The study was based on responses from more than 25,000 motorists in 20 countries. Among countries other than the U.S., respondents in China, Japan and South Korea showed slightly more trust toward AVs in 2019 than in previous years, while respondents in India and Germany expressed slightly less, according to Deloitte.
"Autonomous vehicles have begun to enter the real world in pilot testing and having consequently encountered real-world challenges," Craig Giffi, Deloitte vice chairman and U.S. automotive sector leader, said.
"A series of high-profile incidents many have contributed to the plateau in consumer trust in this year's study, but there will likely be a longer-term trend toward gradual acceptance," Mr. Giffi said.
"Even so, consumers have a much higher bar for acceptance of fully autonomous vehicles than for driver assistance safety technology."
Other findings of the study included:
Only 12 percent of respondents reported using ride-hailing services at least once a week in 2018, versus 23 percent in 2017. On the other hand, the percentage of respondents who used ride-sharing services occasionally more than doubled, from 22 percent in 2017 to 46 percent in 2018.

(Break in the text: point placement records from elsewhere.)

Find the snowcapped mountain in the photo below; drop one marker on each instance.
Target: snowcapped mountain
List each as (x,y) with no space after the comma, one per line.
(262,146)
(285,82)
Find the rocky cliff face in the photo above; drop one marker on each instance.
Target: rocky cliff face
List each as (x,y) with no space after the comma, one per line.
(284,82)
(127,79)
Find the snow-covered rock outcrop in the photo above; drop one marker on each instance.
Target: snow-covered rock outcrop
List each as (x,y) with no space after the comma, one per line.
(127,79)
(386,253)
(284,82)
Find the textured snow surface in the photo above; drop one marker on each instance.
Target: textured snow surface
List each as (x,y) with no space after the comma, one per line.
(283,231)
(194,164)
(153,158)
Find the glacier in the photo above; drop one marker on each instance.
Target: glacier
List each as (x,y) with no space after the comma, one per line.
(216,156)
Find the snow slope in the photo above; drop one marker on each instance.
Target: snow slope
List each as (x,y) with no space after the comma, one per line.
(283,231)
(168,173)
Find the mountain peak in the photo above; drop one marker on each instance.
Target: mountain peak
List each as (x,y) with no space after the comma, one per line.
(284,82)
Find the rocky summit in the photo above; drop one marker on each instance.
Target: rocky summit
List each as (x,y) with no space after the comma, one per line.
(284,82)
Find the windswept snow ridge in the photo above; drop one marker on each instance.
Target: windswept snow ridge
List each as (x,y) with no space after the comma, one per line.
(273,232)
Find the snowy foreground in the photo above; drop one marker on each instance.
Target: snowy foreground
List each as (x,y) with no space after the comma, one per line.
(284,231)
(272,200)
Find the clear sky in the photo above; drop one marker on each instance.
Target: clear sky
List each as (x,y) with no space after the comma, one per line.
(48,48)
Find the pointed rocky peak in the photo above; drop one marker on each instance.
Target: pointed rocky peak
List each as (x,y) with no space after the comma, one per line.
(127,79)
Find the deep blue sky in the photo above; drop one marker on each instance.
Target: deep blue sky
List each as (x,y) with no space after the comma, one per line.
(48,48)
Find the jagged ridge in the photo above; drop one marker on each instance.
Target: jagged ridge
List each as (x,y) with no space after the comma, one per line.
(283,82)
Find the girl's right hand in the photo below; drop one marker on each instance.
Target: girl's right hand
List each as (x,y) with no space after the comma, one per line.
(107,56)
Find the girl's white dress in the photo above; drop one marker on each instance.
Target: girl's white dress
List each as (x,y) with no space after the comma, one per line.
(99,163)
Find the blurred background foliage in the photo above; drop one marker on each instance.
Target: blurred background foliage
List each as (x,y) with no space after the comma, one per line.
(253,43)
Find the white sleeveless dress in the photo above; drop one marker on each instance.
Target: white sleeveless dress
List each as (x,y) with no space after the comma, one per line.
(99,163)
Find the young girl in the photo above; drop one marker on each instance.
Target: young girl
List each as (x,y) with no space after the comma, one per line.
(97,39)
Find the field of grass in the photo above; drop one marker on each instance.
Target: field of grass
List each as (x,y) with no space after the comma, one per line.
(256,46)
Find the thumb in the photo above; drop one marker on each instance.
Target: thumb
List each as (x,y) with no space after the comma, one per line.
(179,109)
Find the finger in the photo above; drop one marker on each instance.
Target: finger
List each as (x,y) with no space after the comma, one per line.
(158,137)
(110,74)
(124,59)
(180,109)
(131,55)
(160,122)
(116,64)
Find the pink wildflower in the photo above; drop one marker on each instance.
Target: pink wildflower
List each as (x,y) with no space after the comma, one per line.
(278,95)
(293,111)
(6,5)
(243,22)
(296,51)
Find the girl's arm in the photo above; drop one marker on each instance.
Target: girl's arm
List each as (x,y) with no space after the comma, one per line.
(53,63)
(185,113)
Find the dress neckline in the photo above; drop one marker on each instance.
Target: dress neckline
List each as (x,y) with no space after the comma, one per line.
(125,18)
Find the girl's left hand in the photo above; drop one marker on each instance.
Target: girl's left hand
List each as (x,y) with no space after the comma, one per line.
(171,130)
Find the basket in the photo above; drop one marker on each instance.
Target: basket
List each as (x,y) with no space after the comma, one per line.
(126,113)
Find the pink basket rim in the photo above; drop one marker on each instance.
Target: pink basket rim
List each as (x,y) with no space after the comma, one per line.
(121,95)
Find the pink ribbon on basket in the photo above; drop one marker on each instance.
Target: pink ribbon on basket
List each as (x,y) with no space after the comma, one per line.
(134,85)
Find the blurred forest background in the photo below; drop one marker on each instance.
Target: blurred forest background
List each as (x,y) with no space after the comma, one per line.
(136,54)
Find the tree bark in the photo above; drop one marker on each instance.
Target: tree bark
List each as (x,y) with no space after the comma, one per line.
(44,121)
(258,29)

Younger consumers questioned the necessity of owning a car. Sixty percent of Generation X/Y respondents in Japan said they believed ride-hailing services made vehicle ownership unnecessary, compared with 53 percent of Generation Xers and 45 percent of Baby Boomers. In the U.S., 46 percent of Generation X/Y respondents questioned the need for car ownership in 2019, but this was considerably less than the 64 percent recorded in 2017.
Fifty-six percent of Americans and 47 percent of Germans said they preferred to use their own vehicles daily, as opposed to ride-sharing services such as professional microbus services and similar multi-rider options.
More than seven in 10 U.S. motorists said they regarded connected services such as traffic congestion tracking and road safety alerts as a top priority.
Nearly two-thirds (63 percent) of U.S. respondents said they had concerns about biometric data — such as powertrain performance, operational statistics, geolocation information and occupant wellness — being captured in a connected vehicle and shared with external parties. Only 40 percent of motorists in China and Japan expressed the same concerns.
Seventy-nine percent of consumers in China and 76 percent in India said they believed vehicle connectivity would yield substantial benefits, compared with 47 percent in the U.S., 36 percent in Japan and 35 percent in Germany.